Besides lecturing and teaching at UB, De Veaux has gotten involved in the Buffalo community. She's not only used her passion for literacy in the classroom, but she's also branched into social justice causes she believes in, whether it is helping young black adults realize their sexualities by sharing her story or using literacy to help spur social change.

She and a friend, Kathy Engel, started Lyrical Democracies, a community-based literacy workshop, after President Obama urged a "Call to Service" in 2009. The group holds language-in-action workshops to help groups use the written word to help spread their social justice causes.

"Our motto is 'our story begins with my story.' And so we understand stories and narratives as the framework for community," De Veaux said. " We each have the story of our being and so being able to arrive at a collected narrative means being able to hear each other and by hearing each other, we can understand differences."

Since retiring from teaching, De Veaux has returned to her hometown of New York City, a city she contends is the greatest in the world. While she is no longer teaching on the collegiate level, she plans to keep giving back by teaching literacy in community-based organizations and supporting social justice causes with her writing talents.
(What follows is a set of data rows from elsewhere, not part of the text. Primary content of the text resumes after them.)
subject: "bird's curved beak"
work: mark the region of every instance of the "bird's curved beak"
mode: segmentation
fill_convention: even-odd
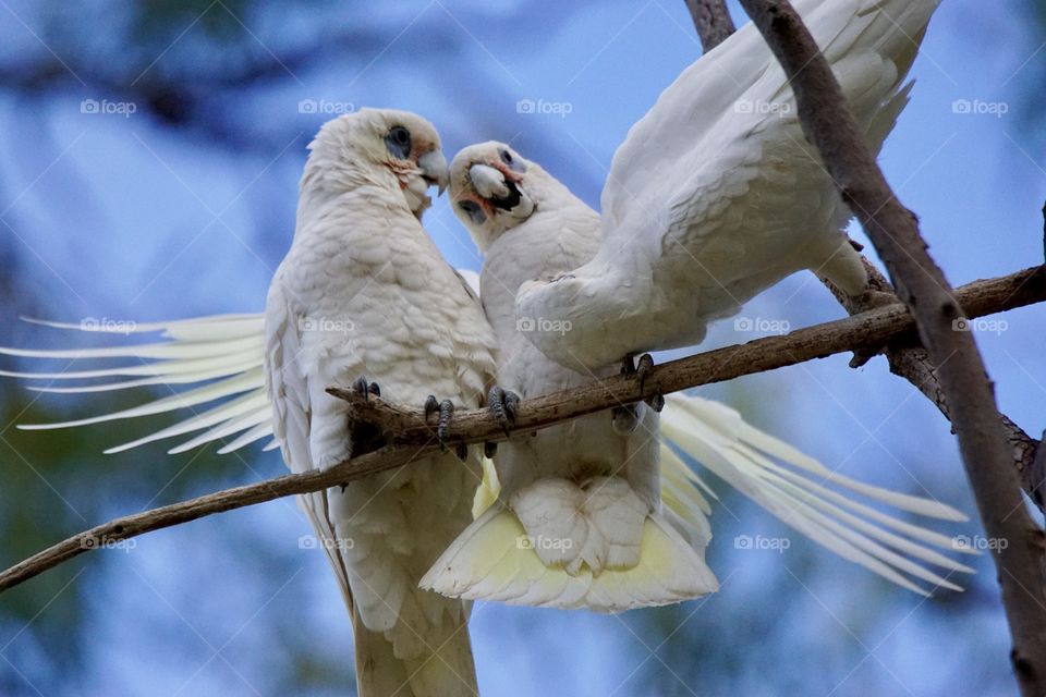
[[[430,150],[417,158],[417,167],[421,168],[425,181],[431,186],[438,186],[439,195],[442,196],[450,182],[450,169],[442,150]]]
[[[496,209],[508,212],[513,218],[526,220],[534,212],[534,201],[526,189],[518,182],[506,176],[488,164],[473,164],[469,169],[469,179],[476,193]]]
"I'll probably get in a lot of trouble of some kind or another," De Veaux laughed. "But I will have more time to write. I'm kind of interested in the adventure of this moment, of just sort of packing up and not knowing where I'm going to live or what I'm going to do."

De Veaux has lived as writer since she was 12 years old, and after beating her strikes and turning them into weapons - black, poor and female - she plans to attack whatever new adventure awaits.